When you’re searching through a universe of evidence in a trial, sometimes one search word or phrase isn’t enough to sufficiently narrow your results. Nextpoint’s search fields use Boolean Logic to allow to tailor your results to exactly what you’re looking for.
For instance, say you’d like to see documents about the infringement of Patent ’123. Instead of entering Patent ’123 infringement and hoping that key phrase appears in the documents you’re looking for, you can enter “Patent’ 123″ AND “Infringement.” The second search will return a more complete results.
Boolean logic also allows you to use the text box search to filter documents. For instance, if you’re looking for documents by an expert witness, searching for Smith in the text box search will turn up all documents that mention the word Smith anywhere in the text. Try typing in Author:Smith, this will return only documents that have been coded as authored by witness Smith.
Here are a few other Boolean Tips and Tricks:
To search in a particular coding field, enter the name of the field, a colon, and the text.
Examples:
- date:January 12, 2007
- author:smith
To find a phrase, enclose the phrase in quotes.
Examples:
- “John Joseph Smith”
- author:”John Joseph Smith”
Using + and – operators, you can require a term to be matched, or exclude items for which it matches, respectively.
Examples:
- smith +patent -invention (matches patent but not invention, scoring matches of smith higher)
- smith -author:smith (matches smith unless the item was authored by smith)
Boolean Combinations
To search for specific combinations of terms, you can use the boolean operators AND, OR, and NOT. AND and OR will be automatically capitalized for you, but you must enter NOT in all-caps to use it as an operator instead of the word not. For best results, use parenthesis to group the combinations together.
Examples:
- author:(smith OR jones)
- smith AND (patent OR invention)
- (author:smith AND kind:(email OR conversation)) or (author:jones AND date:October 10, 2007)
- (author:smith AND NOT kind:email) or (author:jones AND NOT designated:defense)
There are two wildcards available for matching terms.

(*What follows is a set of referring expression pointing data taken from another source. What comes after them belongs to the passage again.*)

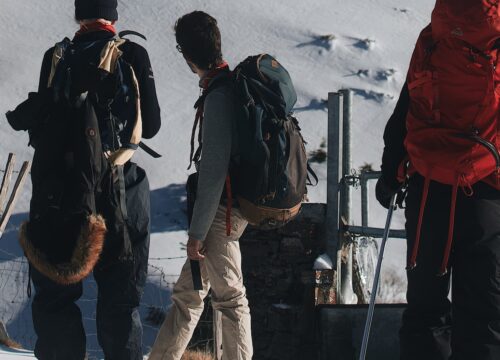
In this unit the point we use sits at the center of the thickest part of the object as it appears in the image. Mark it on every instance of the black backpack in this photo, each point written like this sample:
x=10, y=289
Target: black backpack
x=270, y=173
x=87, y=127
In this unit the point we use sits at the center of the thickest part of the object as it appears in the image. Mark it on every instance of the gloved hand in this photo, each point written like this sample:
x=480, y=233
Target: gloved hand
x=385, y=189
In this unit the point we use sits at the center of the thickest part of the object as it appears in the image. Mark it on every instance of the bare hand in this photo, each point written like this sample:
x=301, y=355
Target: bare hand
x=195, y=249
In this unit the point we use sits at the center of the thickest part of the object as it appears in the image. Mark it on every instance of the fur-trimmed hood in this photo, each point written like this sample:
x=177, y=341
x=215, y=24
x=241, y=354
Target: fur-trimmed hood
x=86, y=253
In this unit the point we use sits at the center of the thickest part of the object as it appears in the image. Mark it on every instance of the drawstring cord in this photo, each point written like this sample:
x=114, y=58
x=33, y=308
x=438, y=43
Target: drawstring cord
x=413, y=259
x=444, y=266
x=28, y=289
x=229, y=208
x=468, y=191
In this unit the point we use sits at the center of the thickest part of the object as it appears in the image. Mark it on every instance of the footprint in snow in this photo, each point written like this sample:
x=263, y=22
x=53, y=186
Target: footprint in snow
x=385, y=75
x=364, y=44
x=315, y=104
x=322, y=41
x=373, y=95
x=401, y=10
x=362, y=73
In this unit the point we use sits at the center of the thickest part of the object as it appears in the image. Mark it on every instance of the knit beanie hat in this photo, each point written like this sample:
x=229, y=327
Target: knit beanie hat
x=96, y=9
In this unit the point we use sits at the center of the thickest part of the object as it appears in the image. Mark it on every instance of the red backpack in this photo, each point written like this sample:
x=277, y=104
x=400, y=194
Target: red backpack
x=453, y=118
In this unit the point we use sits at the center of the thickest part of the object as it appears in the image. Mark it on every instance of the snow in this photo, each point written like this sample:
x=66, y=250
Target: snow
x=14, y=354
x=326, y=45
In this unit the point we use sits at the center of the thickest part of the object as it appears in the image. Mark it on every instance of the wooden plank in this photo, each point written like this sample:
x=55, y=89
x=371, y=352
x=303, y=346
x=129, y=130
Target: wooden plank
x=4, y=188
x=21, y=179
x=217, y=322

The question mark (?) will match any single character (letter/number/etc.), whereas the asterisk (*) will match any sequence of zero or more characters.
Examples:
- author:john* (matches john, johnson, johnsen, etc.)

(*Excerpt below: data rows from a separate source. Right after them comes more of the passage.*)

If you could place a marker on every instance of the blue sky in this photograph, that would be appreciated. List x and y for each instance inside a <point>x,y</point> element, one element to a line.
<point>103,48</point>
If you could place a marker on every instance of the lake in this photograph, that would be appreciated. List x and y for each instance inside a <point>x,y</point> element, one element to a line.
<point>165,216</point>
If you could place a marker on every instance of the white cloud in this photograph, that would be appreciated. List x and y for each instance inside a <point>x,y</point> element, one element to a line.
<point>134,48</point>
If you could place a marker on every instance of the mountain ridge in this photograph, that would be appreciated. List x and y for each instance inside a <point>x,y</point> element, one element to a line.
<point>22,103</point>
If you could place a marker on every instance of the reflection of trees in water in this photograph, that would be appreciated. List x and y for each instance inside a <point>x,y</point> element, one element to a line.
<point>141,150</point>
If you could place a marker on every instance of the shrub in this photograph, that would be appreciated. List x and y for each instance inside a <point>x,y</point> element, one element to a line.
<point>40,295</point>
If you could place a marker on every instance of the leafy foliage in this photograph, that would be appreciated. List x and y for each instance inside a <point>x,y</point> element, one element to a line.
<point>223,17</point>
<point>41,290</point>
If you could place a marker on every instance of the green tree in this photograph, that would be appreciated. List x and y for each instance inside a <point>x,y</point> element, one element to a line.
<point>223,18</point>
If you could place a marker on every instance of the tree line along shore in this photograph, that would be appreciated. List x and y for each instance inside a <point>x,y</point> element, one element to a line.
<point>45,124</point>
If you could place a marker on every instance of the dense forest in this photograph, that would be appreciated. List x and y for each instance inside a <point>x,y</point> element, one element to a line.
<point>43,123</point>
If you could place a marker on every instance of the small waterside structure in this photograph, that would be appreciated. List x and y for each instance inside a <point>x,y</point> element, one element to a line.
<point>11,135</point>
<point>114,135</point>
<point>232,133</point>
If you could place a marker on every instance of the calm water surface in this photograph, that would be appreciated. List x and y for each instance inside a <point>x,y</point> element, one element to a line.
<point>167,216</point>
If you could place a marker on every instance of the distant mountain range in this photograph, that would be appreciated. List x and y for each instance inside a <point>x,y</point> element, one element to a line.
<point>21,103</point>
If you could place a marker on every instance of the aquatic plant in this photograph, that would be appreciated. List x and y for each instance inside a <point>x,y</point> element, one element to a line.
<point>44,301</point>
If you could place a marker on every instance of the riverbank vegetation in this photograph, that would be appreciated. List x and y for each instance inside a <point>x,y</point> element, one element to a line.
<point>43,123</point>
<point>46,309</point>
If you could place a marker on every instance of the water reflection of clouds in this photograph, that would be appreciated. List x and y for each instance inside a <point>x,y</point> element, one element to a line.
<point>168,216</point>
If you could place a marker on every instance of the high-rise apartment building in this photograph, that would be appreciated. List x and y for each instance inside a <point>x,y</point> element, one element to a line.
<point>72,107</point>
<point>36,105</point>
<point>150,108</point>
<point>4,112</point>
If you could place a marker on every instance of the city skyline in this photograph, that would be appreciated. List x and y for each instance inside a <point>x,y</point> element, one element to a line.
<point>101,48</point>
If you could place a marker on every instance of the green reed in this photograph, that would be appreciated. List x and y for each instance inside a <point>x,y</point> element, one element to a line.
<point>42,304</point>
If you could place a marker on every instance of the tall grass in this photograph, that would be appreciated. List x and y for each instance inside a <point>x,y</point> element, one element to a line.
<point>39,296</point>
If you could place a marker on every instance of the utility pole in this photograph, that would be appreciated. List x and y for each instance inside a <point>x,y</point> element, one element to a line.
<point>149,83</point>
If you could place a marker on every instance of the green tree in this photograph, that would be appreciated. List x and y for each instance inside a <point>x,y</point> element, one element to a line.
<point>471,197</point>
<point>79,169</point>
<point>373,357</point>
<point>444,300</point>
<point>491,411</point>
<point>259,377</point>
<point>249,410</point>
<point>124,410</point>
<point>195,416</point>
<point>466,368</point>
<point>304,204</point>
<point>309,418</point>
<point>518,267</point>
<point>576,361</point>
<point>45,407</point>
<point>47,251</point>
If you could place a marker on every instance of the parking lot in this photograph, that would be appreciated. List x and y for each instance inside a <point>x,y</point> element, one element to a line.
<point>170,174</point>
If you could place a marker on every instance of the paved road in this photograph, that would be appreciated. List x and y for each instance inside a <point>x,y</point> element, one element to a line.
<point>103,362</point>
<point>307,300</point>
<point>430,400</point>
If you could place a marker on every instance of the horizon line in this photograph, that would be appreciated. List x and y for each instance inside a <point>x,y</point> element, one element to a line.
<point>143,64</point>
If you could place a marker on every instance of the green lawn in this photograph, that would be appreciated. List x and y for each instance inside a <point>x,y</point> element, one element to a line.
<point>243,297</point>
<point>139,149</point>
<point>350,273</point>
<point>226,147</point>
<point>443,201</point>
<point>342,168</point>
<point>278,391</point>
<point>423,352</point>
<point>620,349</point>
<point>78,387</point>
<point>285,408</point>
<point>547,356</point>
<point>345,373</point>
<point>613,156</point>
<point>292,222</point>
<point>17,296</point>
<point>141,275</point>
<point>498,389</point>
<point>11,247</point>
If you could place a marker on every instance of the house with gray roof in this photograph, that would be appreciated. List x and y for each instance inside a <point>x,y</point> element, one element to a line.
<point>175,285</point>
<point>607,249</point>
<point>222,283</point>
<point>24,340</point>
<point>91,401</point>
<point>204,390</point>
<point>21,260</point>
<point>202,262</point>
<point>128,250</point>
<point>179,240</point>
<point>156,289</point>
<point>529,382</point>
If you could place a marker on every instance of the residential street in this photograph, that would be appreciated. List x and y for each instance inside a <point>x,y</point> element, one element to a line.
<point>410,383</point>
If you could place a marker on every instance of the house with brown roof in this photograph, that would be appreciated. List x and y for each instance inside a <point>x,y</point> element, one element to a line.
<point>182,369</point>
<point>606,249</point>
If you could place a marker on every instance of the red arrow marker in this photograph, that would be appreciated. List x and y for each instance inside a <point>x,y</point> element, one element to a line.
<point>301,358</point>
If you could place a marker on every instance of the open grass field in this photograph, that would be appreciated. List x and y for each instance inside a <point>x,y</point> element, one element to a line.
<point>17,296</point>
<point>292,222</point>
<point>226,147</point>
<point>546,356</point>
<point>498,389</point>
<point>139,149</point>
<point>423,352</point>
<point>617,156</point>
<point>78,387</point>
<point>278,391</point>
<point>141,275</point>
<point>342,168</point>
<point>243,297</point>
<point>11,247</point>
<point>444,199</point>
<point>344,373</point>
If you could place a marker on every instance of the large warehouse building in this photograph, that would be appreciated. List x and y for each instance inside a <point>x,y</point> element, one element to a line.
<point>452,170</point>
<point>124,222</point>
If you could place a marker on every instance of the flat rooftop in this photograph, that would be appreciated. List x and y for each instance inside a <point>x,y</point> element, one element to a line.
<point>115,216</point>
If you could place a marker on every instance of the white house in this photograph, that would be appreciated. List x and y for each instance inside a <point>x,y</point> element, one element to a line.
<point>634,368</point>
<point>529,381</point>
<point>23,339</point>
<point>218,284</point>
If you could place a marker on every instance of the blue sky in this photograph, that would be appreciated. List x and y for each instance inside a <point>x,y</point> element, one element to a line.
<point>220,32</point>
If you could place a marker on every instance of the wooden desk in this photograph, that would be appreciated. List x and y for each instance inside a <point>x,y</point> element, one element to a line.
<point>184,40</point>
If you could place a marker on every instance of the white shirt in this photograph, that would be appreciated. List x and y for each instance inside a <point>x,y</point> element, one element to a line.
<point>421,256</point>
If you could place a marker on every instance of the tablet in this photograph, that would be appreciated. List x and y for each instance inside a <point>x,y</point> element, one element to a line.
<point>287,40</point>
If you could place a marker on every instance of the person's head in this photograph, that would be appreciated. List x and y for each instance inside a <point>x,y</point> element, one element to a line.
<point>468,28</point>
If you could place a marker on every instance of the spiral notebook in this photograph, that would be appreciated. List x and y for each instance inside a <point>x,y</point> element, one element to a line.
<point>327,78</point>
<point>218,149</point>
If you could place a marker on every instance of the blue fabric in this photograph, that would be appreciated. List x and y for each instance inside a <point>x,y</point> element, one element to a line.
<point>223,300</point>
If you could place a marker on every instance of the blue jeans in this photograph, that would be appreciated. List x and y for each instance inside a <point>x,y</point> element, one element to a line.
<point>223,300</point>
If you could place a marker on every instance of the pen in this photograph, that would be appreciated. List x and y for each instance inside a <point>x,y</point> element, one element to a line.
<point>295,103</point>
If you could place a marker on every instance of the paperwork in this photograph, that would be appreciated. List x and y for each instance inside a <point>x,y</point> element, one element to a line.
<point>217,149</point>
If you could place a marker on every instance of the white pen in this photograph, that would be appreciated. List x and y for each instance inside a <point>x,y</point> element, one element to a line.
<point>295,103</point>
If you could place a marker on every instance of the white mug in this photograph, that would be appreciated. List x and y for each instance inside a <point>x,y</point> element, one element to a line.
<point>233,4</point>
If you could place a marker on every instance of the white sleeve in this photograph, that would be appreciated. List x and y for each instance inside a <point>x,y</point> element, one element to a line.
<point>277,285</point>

- jar?d (matches jared, jarod, etc.)
- date:2007-06-* (matches any date in June 2007)
Dates
For the date field, you have multiple options, including searching before/after specific dates. Prefixing a less-than (<) or greater-than (>) operator to the date will search for dates before or after the specified one, respectively. Adding an equals-sign after the operator will match dates on or before or on or after the specified one.
Examples:
- date:<2007-07-13 (matches dates before July 13, 2007)
- date:>=2007-07-13 (matches dates on or after July 13, 2007)
- kind:deposition date:>=2007-07-01 date:<2007-09-01 (matches depositions in July and August, 2007)
Note: in general, dates must be written as yyyy-mm-dd, but Nextpoint will translate some common date formats for you when doing basic field searches.